I want more breakfasts in bed, brunches and farmers markets. I think it's time to bite the bullet and start dating in London in earnest.
Elevator Pitch: A girl grows up in a not-deprived background with parents who adore each other, and becomes anorexic. She moves to London, becomes a successful writer and editor, rubs shoulders with many celebrities, gets married and buys a BMW coupe. But she still isn't happy.
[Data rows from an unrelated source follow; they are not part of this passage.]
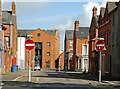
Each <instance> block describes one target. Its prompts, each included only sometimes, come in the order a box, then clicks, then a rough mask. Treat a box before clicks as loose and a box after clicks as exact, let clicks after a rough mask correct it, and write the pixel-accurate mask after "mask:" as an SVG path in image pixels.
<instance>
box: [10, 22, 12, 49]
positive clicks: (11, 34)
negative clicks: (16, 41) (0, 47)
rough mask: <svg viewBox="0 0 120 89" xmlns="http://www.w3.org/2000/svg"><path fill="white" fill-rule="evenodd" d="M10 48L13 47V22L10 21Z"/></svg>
mask: <svg viewBox="0 0 120 89" xmlns="http://www.w3.org/2000/svg"><path fill="white" fill-rule="evenodd" d="M10 48H12V22H10Z"/></svg>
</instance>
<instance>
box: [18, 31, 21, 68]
mask: <svg viewBox="0 0 120 89" xmlns="http://www.w3.org/2000/svg"><path fill="white" fill-rule="evenodd" d="M18 34H19V36H20V58H19V62H20V69H22V60H21V36H22V34H21V33H20V32H19V33H18Z"/></svg>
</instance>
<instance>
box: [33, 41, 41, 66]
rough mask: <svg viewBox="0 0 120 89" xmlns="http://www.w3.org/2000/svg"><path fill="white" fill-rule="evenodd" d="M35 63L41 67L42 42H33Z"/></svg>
mask: <svg viewBox="0 0 120 89" xmlns="http://www.w3.org/2000/svg"><path fill="white" fill-rule="evenodd" d="M35 57H36V58H35V64H39V66H40V68H42V42H35Z"/></svg>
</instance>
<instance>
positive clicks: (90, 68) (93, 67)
mask: <svg viewBox="0 0 120 89" xmlns="http://www.w3.org/2000/svg"><path fill="white" fill-rule="evenodd" d="M92 11H93V15H92V20H91V24H90V29H89V35H90V36H89V72H90V73H94V74H96V73H97V71H98V66H97V65H98V52H97V51H96V47H95V44H96V42H97V38H98V22H97V21H98V17H99V16H98V15H97V8H96V7H94V8H93V10H92Z"/></svg>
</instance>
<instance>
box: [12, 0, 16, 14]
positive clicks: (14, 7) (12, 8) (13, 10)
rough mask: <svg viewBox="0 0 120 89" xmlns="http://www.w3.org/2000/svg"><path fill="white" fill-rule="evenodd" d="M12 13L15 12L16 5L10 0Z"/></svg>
mask: <svg viewBox="0 0 120 89" xmlns="http://www.w3.org/2000/svg"><path fill="white" fill-rule="evenodd" d="M12 14H16V5H15V2H14V1H12Z"/></svg>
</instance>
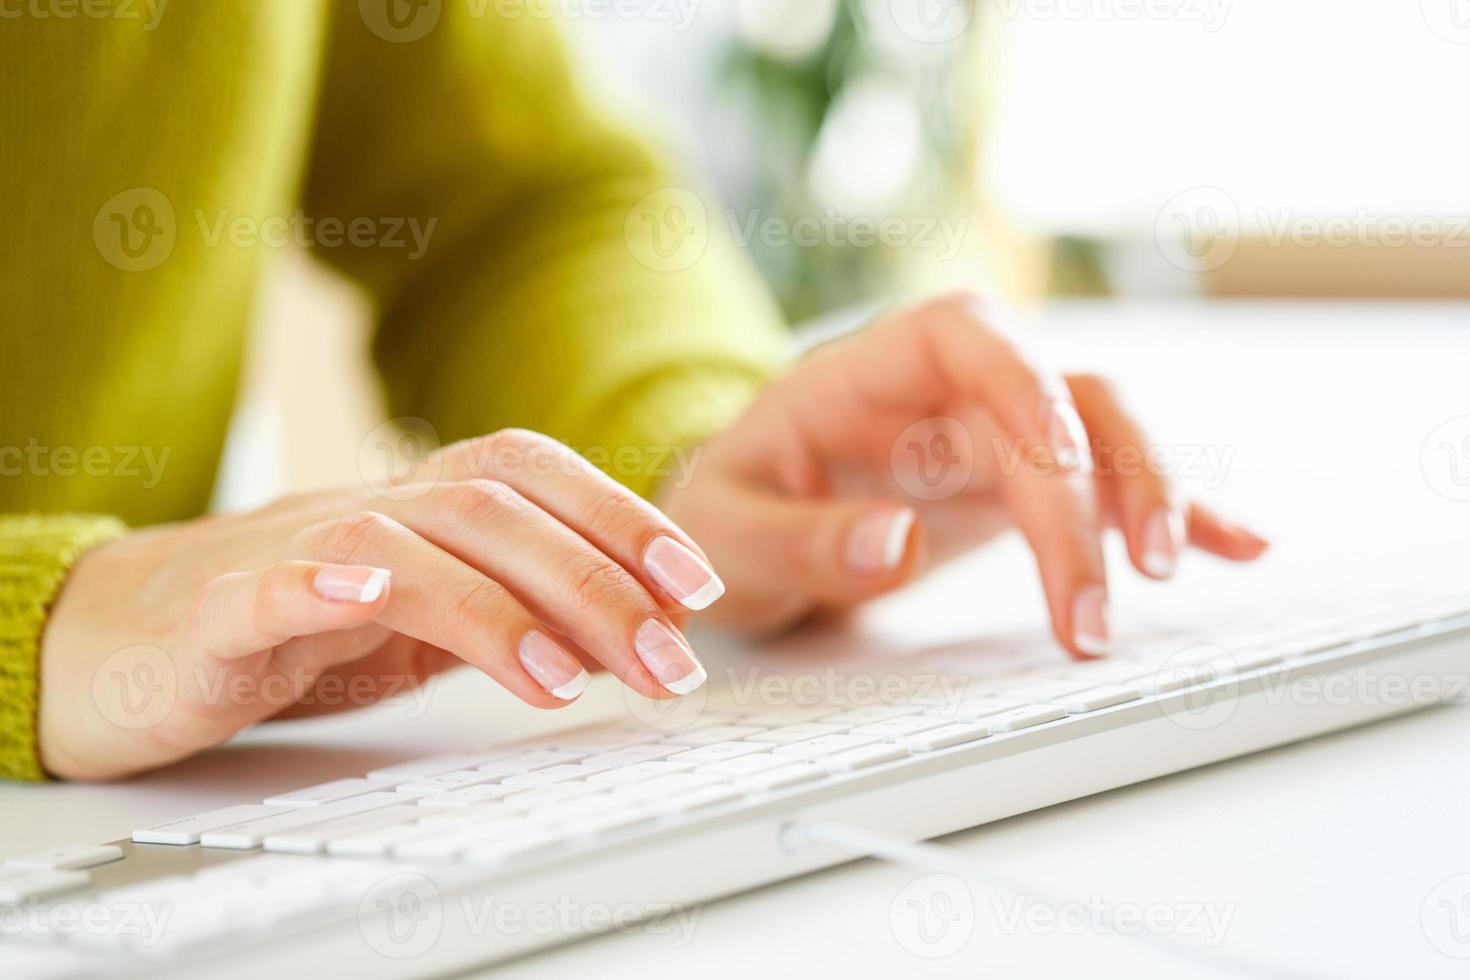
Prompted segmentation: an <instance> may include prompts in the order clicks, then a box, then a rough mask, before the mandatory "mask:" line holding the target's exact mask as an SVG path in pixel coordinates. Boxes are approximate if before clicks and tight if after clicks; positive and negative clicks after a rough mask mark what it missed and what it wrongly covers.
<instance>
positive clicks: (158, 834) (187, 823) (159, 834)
mask: <svg viewBox="0 0 1470 980" xmlns="http://www.w3.org/2000/svg"><path fill="white" fill-rule="evenodd" d="M279 814H281V808H279V807H266V805H263V804H245V805H241V807H225V808H222V810H212V811H209V813H203V814H196V815H193V817H179V818H178V820H171V821H168V823H160V824H157V826H153V827H144V829H143V830H134V832H132V842H134V843H171V845H184V843H198V839H200V835H203V833H206V832H209V830H218V829H221V827H232V826H235V824H240V823H244V821H247V820H257V818H263V817H276V815H279Z"/></svg>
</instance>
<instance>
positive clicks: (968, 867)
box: [781, 820, 1335, 980]
mask: <svg viewBox="0 0 1470 980" xmlns="http://www.w3.org/2000/svg"><path fill="white" fill-rule="evenodd" d="M816 845H829V846H835V848H842V849H844V851H851V852H853V854H861V855H866V857H872V858H881V860H883V861H889V862H892V864H901V865H906V867H910V868H914V870H920V871H929V873H938V874H954V876H957V877H964V879H969V880H970V883H972V884H973V886H978V887H979V889H980V890H982V892H983V890H1000V892H1010V893H1013V895H1029V896H1032V898H1035V899H1038V901H1041V902H1045V904H1050V905H1053V907H1054V908H1060V907H1061V905H1063V904H1064V902H1060V901H1057V899H1055V898H1053V896H1048V895H1047V893H1045V892H1042V890H1039V889H1036V887H1032V886H1030V884H1025V883H1022V882H1016V880H1007V879H1005V877H1003V876H998V874H992V873H989V871H982V870H980V868H978V867H976V865H973V864H970V862H969V861H964V860H963V858H957V857H956V855H954V852H951V851H948V849H947V848H941V846H938V845H933V843H911V842H908V840H903V839H901V837H892V836H888V835H885V833H875V832H872V830H864V829H861V827H853V826H848V824H841V823H831V821H814V823H813V821H806V820H794V821H791V823H788V824H786V826H785V827H782V830H781V846H782V848H785V849H786V851H801V849H803V848H810V846H816ZM1104 924H1105V926H1108V927H1111V921H1108V920H1107V917H1105V914H1104ZM1113 932H1114V933H1116V934H1125V933H1120V932H1119V930H1113ZM1129 937H1132V939H1138V940H1141V942H1144V943H1145V945H1148V946H1152V948H1154V949H1158V951H1160V952H1164V954H1169V955H1172V956H1179V958H1183V959H1189V961H1192V962H1207V964H1210V965H1211V967H1216V968H1223V970H1227V971H1230V973H1238V974H1239V976H1242V977H1251V980H1266V979H1274V980H1335V979H1329V977H1324V976H1322V974H1311V973H1301V971H1298V970H1294V968H1286V967H1279V965H1273V964H1264V962H1260V961H1257V959H1255V958H1252V956H1241V955H1238V954H1233V952H1226V951H1223V949H1220V948H1214V949H1211V951H1208V952H1205V951H1202V949H1200V948H1197V946H1192V945H1189V943H1186V942H1183V940H1180V939H1176V937H1173V936H1169V934H1155V933H1148V932H1138V933H1129Z"/></svg>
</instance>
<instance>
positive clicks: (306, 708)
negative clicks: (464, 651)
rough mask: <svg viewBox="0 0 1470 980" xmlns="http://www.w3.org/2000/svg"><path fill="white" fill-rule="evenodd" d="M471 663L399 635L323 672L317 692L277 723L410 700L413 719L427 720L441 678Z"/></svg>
mask: <svg viewBox="0 0 1470 980" xmlns="http://www.w3.org/2000/svg"><path fill="white" fill-rule="evenodd" d="M463 666H465V661H463V660H460V658H459V657H456V655H454V654H450V652H447V651H442V649H438V648H437V646H429V645H428V644H423V642H420V641H417V639H415V638H412V636H404V635H403V633H395V635H394V636H392V638H391V639H388V641H387V642H385V644H382V645H379V646H378V648H376V649H373V651H372V652H370V654H368V655H366V657H359V658H356V660H353V661H351V663H343V664H335V666H332V667H328V669H326V670H322V671H320V673H319V674H318V676H316V680H315V683H313V686H312V689H310V691H309V692H307V693H306V695H304V696H303V698H301V701H298V702H297V704H293V705H290V707H287V708H284V710H282V711H278V713H276V714H273V716H272V718H273V720H276V721H287V720H295V718H313V717H320V716H328V714H338V713H341V711H351V710H354V708H362V707H368V705H372V704H378V702H379V701H391V702H409V705H410V710H413V711H415V716H413V717H422V713H423V710H425V708H426V705H428V702H429V698H431V696H432V693H434V680H435V677H437V676H438V674H441V673H444V671H447V670H450V669H453V667H463Z"/></svg>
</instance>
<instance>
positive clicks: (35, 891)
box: [0, 868, 91, 905]
mask: <svg viewBox="0 0 1470 980" xmlns="http://www.w3.org/2000/svg"><path fill="white" fill-rule="evenodd" d="M90 882H91V876H90V874H87V873H85V871H54V870H50V868H40V870H25V868H22V870H15V871H0V905H24V904H25V902H38V901H41V899H47V898H53V896H56V895H65V893H66V892H75V890H76V889H82V887H87V884H88V883H90Z"/></svg>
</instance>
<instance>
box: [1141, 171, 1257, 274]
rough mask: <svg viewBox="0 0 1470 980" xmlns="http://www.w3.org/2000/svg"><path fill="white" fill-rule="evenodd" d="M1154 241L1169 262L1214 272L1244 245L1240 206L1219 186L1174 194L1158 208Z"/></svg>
mask: <svg viewBox="0 0 1470 980" xmlns="http://www.w3.org/2000/svg"><path fill="white" fill-rule="evenodd" d="M1154 241H1155V242H1157V244H1158V251H1160V253H1163V256H1164V259H1167V260H1169V263H1170V264H1173V266H1176V267H1179V269H1183V270H1185V272H1211V270H1214V269H1219V267H1220V266H1223V264H1225V263H1227V262H1230V259H1233V257H1235V251H1236V248H1239V245H1241V209H1239V207H1238V206H1236V203H1235V198H1233V197H1230V195H1229V194H1226V192H1225V191H1223V190H1220V188H1217V187H1195V188H1191V190H1188V191H1183V192H1180V194H1175V195H1173V197H1172V198H1170V200H1169V203H1167V204H1164V207H1163V210H1160V212H1158V220H1155V222H1154Z"/></svg>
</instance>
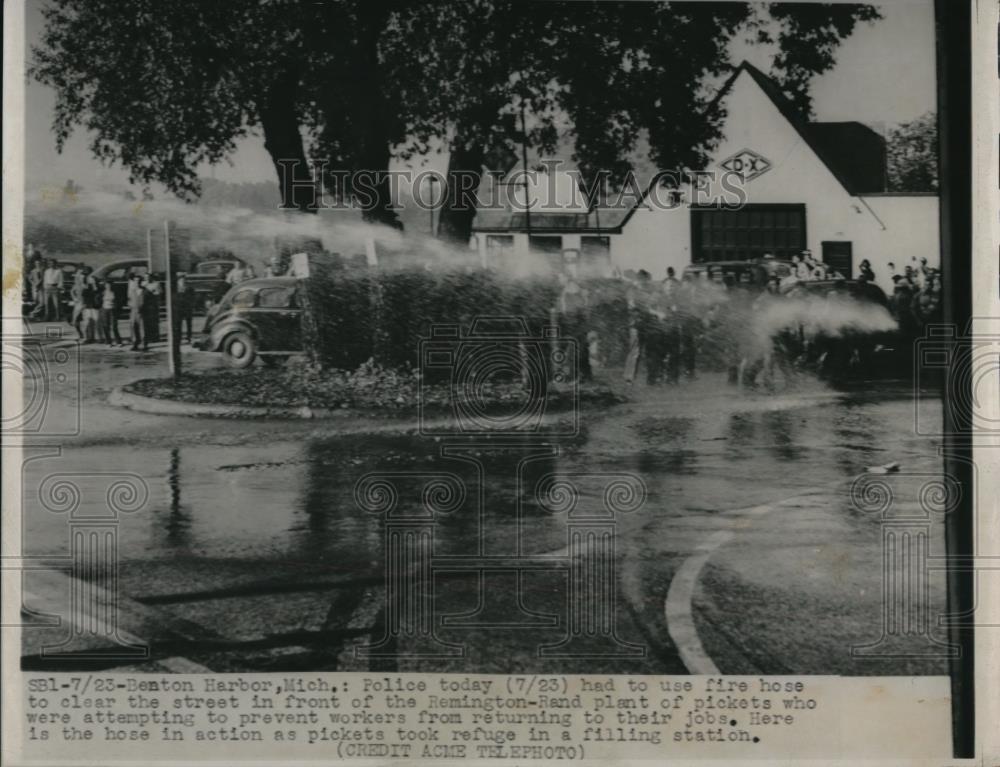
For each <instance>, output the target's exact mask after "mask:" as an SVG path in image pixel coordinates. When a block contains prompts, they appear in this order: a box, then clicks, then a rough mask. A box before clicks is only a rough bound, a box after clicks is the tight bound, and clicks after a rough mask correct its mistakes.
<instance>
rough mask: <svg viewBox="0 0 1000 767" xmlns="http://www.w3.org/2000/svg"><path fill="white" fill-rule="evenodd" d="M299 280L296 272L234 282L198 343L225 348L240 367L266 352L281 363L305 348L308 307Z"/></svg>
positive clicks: (265, 360) (252, 360)
mask: <svg viewBox="0 0 1000 767" xmlns="http://www.w3.org/2000/svg"><path fill="white" fill-rule="evenodd" d="M298 290H299V282H298V280H297V279H295V278H294V277H263V278H259V279H253V280H247V281H246V282H241V283H240V284H239V285H234V286H233V287H232V288H230V289H229V292H228V293H226V295H225V296H223V297H222V300H221V301H219V303H218V304H217V305H216V306H215V307H213V308H212V309H211V310H210V311H209V314H208V317H206V319H205V330H204V332H203V335H202V337H201V338H199V339H198V341H197V342H196V343H195V346H196V347H197V348H199V349H201V350H202V351H209V352H220V353H222V354H224V355H225V356H226V361H227V362H228V363H229V364H230V365H232V366H233V367H236V368H245V367H249V366H250V365H252V364H253V361H254V360H255V359H257V357H260V358H261V360H262V361H263V362H264V363H265V364H267V365H274V364H280V363H282V362H284V361H285V360H286V359H287V358H288V357H289V356H290V355H292V354H294V353H296V352H300V351H301V350H302V349H301V343H302V341H301V338H302V335H301V328H300V321H301V315H302V309H301V308H300V303H299V297H298Z"/></svg>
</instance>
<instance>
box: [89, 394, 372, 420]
mask: <svg viewBox="0 0 1000 767" xmlns="http://www.w3.org/2000/svg"><path fill="white" fill-rule="evenodd" d="M108 404H109V405H114V406H115V407H123V408H127V409H128V410H134V411H135V412H137V413H150V414H152V415H181V416H190V417H197V416H202V417H208V418H283V419H302V420H310V419H317V418H343V417H345V416H352V415H353V416H356V415H357V413H356V412H354V411H352V410H347V409H340V410H330V409H328V408H311V407H308V406H306V405H303V406H302V407H297V408H295V407H264V406H262V405H209V404H206V403H203V402H177V401H174V400H165V399H156V398H155V397H144V396H142V395H141V394H132V393H131V392H127V391H124V390H123V389H122V387H120V386H116V387H115V388H114V389H113V390H112V391H111V394H110V395H109V396H108Z"/></svg>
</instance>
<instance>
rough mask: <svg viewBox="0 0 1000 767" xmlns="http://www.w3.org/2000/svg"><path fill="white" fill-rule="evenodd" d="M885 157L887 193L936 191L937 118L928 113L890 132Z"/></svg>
mask: <svg viewBox="0 0 1000 767" xmlns="http://www.w3.org/2000/svg"><path fill="white" fill-rule="evenodd" d="M886 154H887V161H888V162H887V166H888V167H887V170H888V175H889V190H890V191H893V192H935V191H937V188H938V172H937V171H938V134H937V115H936V114H935V113H934V112H928V113H927V114H924V115H922V116H920V117H918V118H917V119H915V120H911V121H910V122H907V123H902V124H901V125H897V126H896V127H895V128H893V129H892V130H891V131H889V135H888V137H887V139H886Z"/></svg>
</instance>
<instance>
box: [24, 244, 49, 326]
mask: <svg viewBox="0 0 1000 767" xmlns="http://www.w3.org/2000/svg"><path fill="white" fill-rule="evenodd" d="M30 264H31V268H30V269H29V271H28V300H29V301H31V304H32V309H31V312H32V316H35V315H36V314H37V313H38V311H39V307H40V306H41V305H42V273H43V272H44V271H45V264H43V263H42V259H41V256H38V255H35V256H33V257H32V259H31V262H30Z"/></svg>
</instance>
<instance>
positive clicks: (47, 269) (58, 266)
mask: <svg viewBox="0 0 1000 767" xmlns="http://www.w3.org/2000/svg"><path fill="white" fill-rule="evenodd" d="M62 281H63V272H62V269H61V268H60V267H59V264H57V263H56V260H55V259H54V258H50V259H49V265H48V267H46V269H45V271H44V272H43V273H42V306H44V307H45V309H44V312H45V322H57V321H58V320H59V293H60V292H61V291H62Z"/></svg>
It's Bridget Jones without the redemptive self deprecation or humour. Jones laments her grandfather getting killed in a bicycle accident, simply because it scuppered her chances of dating a boy she fancied. And in the saddest sentence I've ever read, she writes
'I wish I could rub out my life, twiddling knobs as on an Etch an Sketch, and start again........I think, if I had the chance, I would do every single thing differently.'
However, it's a great read, and Jones' description of her mother is poignant and brilliant:
'The tradition in our house, if we children were working our way through the Quality Street tin at Christmas, was that she wouldn't take her own sweet but would wait, like a well-trained Labrador, until one of us spat ours out with disgust.....She would eat that one for us, to avoid waste.'
Elevator Pitch: A collection of short stories and features which Maeve Binchy wrote for the Irish Times. Full of observations about life, (both stories under the titled of 'Women are Fools' are definitely worth reading for anyone who has a tendency to choose the wrong man. Also, Binchy was single until her late thirties and it's lovely to see how independent she was and how much gusto she applied to life), it's a lovely book to dip in and out of.
Comparing Maeve and Liz, I am reminded of this:
'Two men look through the same prison bars, one sees dust and the other sees stars'.